Manulife Investment Management has acquired a 10-acre industrial parcel of land and a 108,500-square-foot building in an Ottawa industrial park on behalf of its Canadian Pooled Real Estate Fund.
The property has been acquired with an eye to future redevelopment, considering the city’s rapidly growing industrial sector and very low industrial vacancy rate of about 3.4 per cent.
Financial details were not disclosed.
“Acquiring strategic infill redevelopment sites in established industrial nodes is an important part of our build-to-core program to grow our industrial portfolio,” said Gregory Sweeney, Manulife Investment Management’s head of Canadian real estate investments, in the announcement Friday.
The property at 2105 Bantree Rd. is adjacent to the Innes Business Park, in the city’s largest centrally located industrial submarket, and is currently zoned for heavy industrial uses.
Manulife also manages the business park.
Manulife’s second recent Ottawa-Gatineau acquisition
Ottawa’s Belfast-Sheffield industrial submarket offers excellent highway access, which provides connectivity to major shipping routes and downtown is just a few moments away. Manulife considers the property an “attractive redevelopment opportunity.”
It is the second real estate purchase for Manulife in the region this week. The firm acquired Le Vibe, a two-building, 181-unit luxury apartment complex in neighbouring Gatineau, across the Ottawa River in Quebec, for $63 million.
Le Vibe is Manulife’s first multifamily acquisition in the region.
During the recent Ottawa Real Estate Forum, Sweeney was a member of the industrial panel and made reference to the pending acquisition. Noting the city’s strong fundamentals, and its strategic location between Montreal (about a two-hour drive) and Toronto (about 3.5 hours via major highways), he suggested its small but growing industrial sector should continue to flourish.
“It’s an infill redevelopment opportunity where we’ll likely build a couple of hundred thousand square feet over time,” he said of the Bantree site.
Ottawa’s changing industrial sector
Manulife owns more than 20 properties in Ottawa and Gatineau and its industrial tenants are bursting at the seams.
“When we look at the tenants for our portfolio, we are 100 per cent occupied,” Sweeney said during the forum. “Those tenants, they need room to grow and to expand.
“We need room for new entrants to come into the market. So the possibility of this, for lack of a better word, ‘repositioning’ of the Ottawa market, to being more than it once was, is all positive.”
Although not traditionally a major industrial city in addition to being land-constrained and a difficult market to break into, Sweeney said Manulife has a strong interest in Ottawa.
The arrival of e-commerce giant Amazon in a big way during the past 18 months – Montreal-based Broccolini has already built a million-square-foot warehouse in the East End for Amazon and is now building a 2.88-million-square-foot, multi-level distribution centre in suburban Barrhaven – has elevated that interest.

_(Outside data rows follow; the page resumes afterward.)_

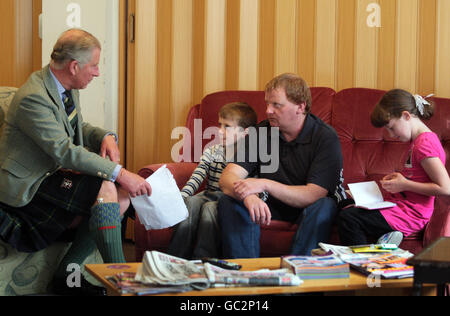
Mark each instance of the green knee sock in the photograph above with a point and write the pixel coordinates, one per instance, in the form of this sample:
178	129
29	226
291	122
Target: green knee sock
105	225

“Broccolini, Amazon they are clearly trailblazing a path here,” Sweeney noted. “We are seeing the National Capital Business Park being rumoured for 100 acres of additional development. I actually think it’s all positive for the market.”
In total, CBRE senior vice-president Nico Zentil recently reported about four million square feet of new space (including Amazon’s warehouses) — or about 12.5 per cent of total inventory — is coming into the market.
Average asking rates are at $10.41 per square foot, the third-highest rate in Canada, and the market saw 120,000 square feet of net absorption in Q3 2020 alone.
Manulife sees good results from Ottawa
“Ottawa has actually performed, within our portfolio, on par with Toronto, Montreal and Vancouver over the past 10 years,” Sweeney noted. “Ottawa has always been that stable market and will continue to be a very very stable market.
“We continue to be bullish on Ottawa. This year alone, it will probably be the biggest net investment market for us.”
All of this is leading Manulife and others to re-evaluate their development options.
“(We’re) also looking inward at our own portfolio where we’ve got some buildings that are older-vintage, less functional, maybe have some excess land on them as well,” he said.
“Absolutely I think we’ll be undertaking development in the next couple of years in Ottawa and I think we’d even look at doing it on a speculative basis.
“I think the fundamentals in this market are pretty tremendous.”